The value of this  “incipient technology” is “not yet fully validated” and has limitations. 

“We hope that synthetic data will fill in the gaps in datasets that are incomplete.”

Newborn Solutions

ISGLobal has collaborated with a start-up called Newborn Solutions, to (opens in a new window)develop an affordable device that uses ultrasound technology to scan the brains of newborn babies in areas of need like Africa, for early prediction and treatment of infant meningitis. 

“This is a way of assessing the amount of infection in the brains of newborn babies in a way that is non-invasive.”

While developing AI models to count the amount of white blood cells in the cerebrospinal fluid in the brains of babies - to assess severity of infection - they made a fascinating observation.

“What makes this project different from other imaging projects is that usually you can see the difference between healthy and sick babies. In this case, a human cannot resolve the difference in the two images but the deep learning algorithm can. It is the first time that I encountered such a project.”

Algorithms for All

One algorithm or model may not fit all situations or populations. The generalisation of detection algorithms is an ongoing challenge. This has been the case with the ISGlobal/Newborn Solutions project. 

Differences in factors such as physiology, demographics and cultural background can lead to variations in data, which can affect the performance of a model. 

“ We find that our AI models do not always work for all of the populations. One of the limitations of AI for healthcare is that some models have good performance only for a specific sector of the population which is very well represented in the training data set.  ” 

To ensure a model's effectiveness, it is essential to assess whether the data used to train it is representative of the population it will be applied to. In doing this, researchers and practitioners can develop models that are more robust and reliable for a wide range of applications.

Alzheimer’s Disease

Another interesting project I carried out at the Barcelona Brain Research center as a postdoc focused on a machine learning algorithm with the potential to detect early signs of Alzheimer's disease in patients who are still considered asymptomatic, that is healthy. By training our classification models on patients who have amyloid deposition in the brain and those who do not, the algorithm could identify patterns or signatures that are indicative of preclinical Alzheimer's disease. 

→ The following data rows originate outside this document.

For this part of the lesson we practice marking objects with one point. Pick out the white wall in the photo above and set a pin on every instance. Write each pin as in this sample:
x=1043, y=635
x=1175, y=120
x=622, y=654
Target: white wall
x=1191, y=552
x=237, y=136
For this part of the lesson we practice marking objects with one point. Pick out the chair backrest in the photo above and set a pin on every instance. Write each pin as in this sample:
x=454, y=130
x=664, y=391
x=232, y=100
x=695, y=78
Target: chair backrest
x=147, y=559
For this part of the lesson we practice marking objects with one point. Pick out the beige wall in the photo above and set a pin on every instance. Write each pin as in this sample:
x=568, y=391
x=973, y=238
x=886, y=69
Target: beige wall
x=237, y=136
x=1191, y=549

“Using Explainable AI we found that the signature was present in various regions such as the hippocampus and the olfactory areas, the loss of smell being one of the earliest signatures of Alzheimer's disease.”

This shows that AI has the ability to capture subtle signatures of a disease, even before it becomes clinically apparent, which could potentially lead to earlier diagnosis and intervention.

Donating Data

Petrone makes the point that we may be too quick to share our personal data with apps and services without fully understanding how it will be used or where it will go - yet we are hesitant when it comes to sharing our data for scientific research. 

“We are sometimes very eager and very generous with our data when we get something in return. But then when it's about research and biology, a lot of people bring up the confidentiality issue.”

She raises the question of whether we should be more open to allowing science to happen by sharing our data, especially if it could lead to important breakthroughs in fields like biology.  But it is important to find a balance between sharing data for research and maintaining confidentiality and privacy.